At this time, it’s not possible to modify the existing error categories or adjust their weights.
Error categories
Category name | Description |
Accuracy | Issues related to the correctness of the translation, including mistranslations, omissions, or additions. |
Fluency | Issues affecting the naturalness and readability of the translation, such as grammar, syntax, punctuation, or spelling errors. |
Terminology | Issues involving incorrect or inconsistent use of domain-specific terms. |
Locale Convention | Issues with adherence to locale-specific conventions, such as date formats, number formats, or currency symbols. |
Style | Issues related to following a specific style guide or maintaining the correct tone and voice in the translation. |
Consistency | Issues with maintaining uniformity, such as using different terms for the same concept or inconsistencies in formatting. |
Coherence | Issues that disrupt the logical flow or organization of the translation, like unclear references or improper sentence structure. |
Design | Issues related to the visual presentation, including layout, formatting, or font problems. |
Markup | Issues involving incorrect or missing markup elements, such as tags. |
Internationalization | Issues affecting the adaptation of the content for a specific audience, including cultural relevance or region-specific examples. |
Verity | Issues concerning the truthfulness or factual accuracy of the content, like outdated or incorrect information. |
Severity levels
Severity name | Multiplier | Description |
Neutral | 0 | Issues that have minimal impact on the overall quality and are considered inconsequential or insignificant. |
Minor | 1 | Small issues that slightly affect translation quality but do not significantly hinder understanding or usability. |
Major | 5 | Significant issues that affect quality and comprehension, potentially causing confusion or misunderstandings for the target audience. |
Critical | 25 | Severe issues that compromise the accuracy, clarity, or usability of the content, making the translation unusable or misleading for its intended purpose. |
Frequently asked questions
What context is used for AI LQA?
The AI uses the following context for evaluations:
Task description
Team style guide
Project glossary entries (when applicable)

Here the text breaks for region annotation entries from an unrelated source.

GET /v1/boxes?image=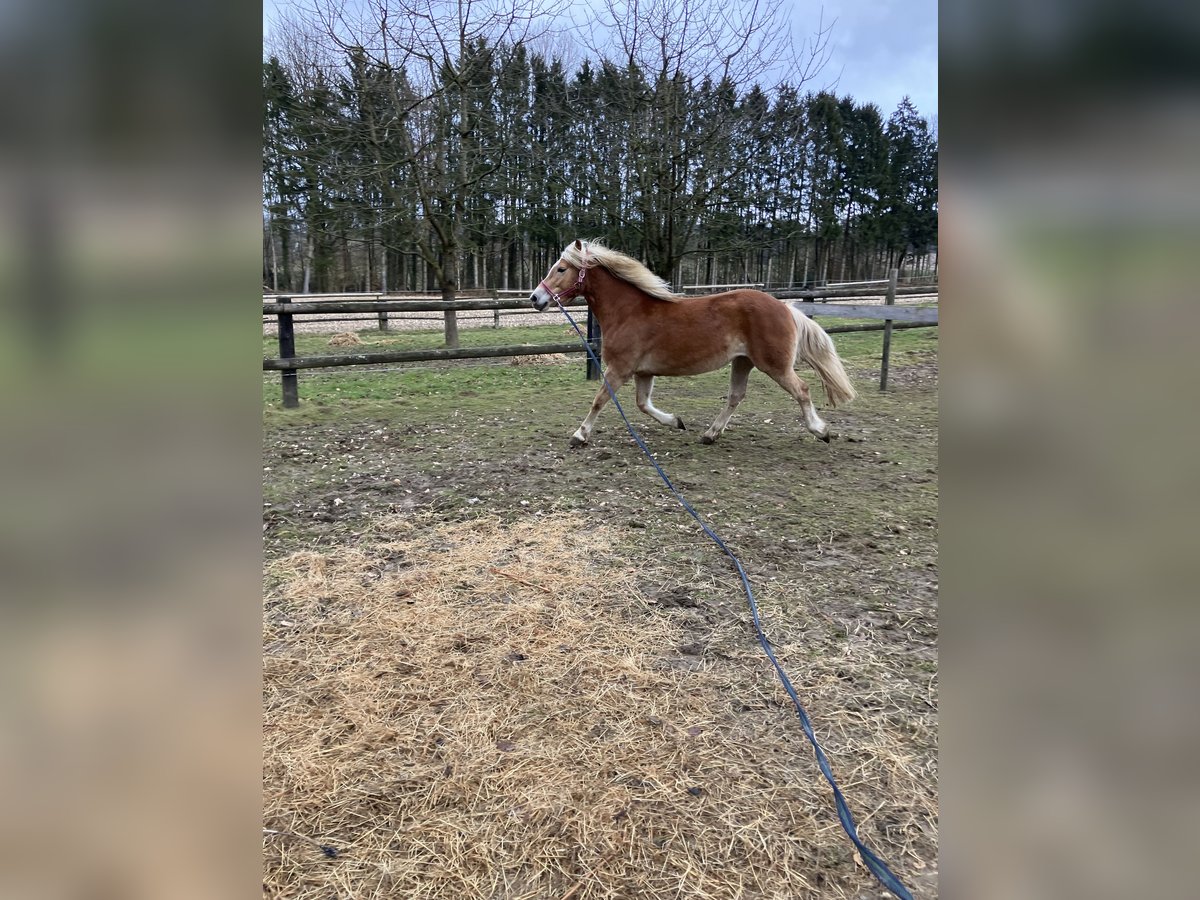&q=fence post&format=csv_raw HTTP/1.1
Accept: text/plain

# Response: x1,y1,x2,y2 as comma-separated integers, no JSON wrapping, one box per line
588,306,601,382
276,296,300,409
880,269,900,391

What features are available?
You can use AI Translations to provide instructions to Lokalise AI and perform bulk translations that take into account context and your terminology.
How does Lokalise AI translation work?
Lokalise AI leverages OpenAI models to assist with translations. We enhance these models by allowing you to add context, which helps Lokalise AI deliver more precise and accurate translations that align with your specific needs.
What types of content can be translated using Lokalise AI?
Lokalise AI is versatile and can handle various content types, including websites, documents, emails, marketing materials, and user-generated content. It adapts to different industries and formats, making it ideal for businesses targeting global audiences.
How accurate are Lokalise AI translations?
The accuracy of Lokalise AI translations can vary based on language pairs and content complexity. Generally, we estimate around 80% accuracy, with minor adjustments needed for the remaining 20% to fit your specific requirements.
Can Lokalise AI handle translations of highly specialized or technical content?
Yes, Lokalise AI is capable of translating highly specialized or technical content. The AI models are trained to understand complex terminology, ensuring accurate translations even in specialized fields.
How will my data be used?
For AI LQA, only the source text, target translations, key descriptions, and relevant glossary terms are processed. This data is used for machine learning purposes unless you opt out. Machine learning is crucial for developing new AI-powered features and improving existing ones.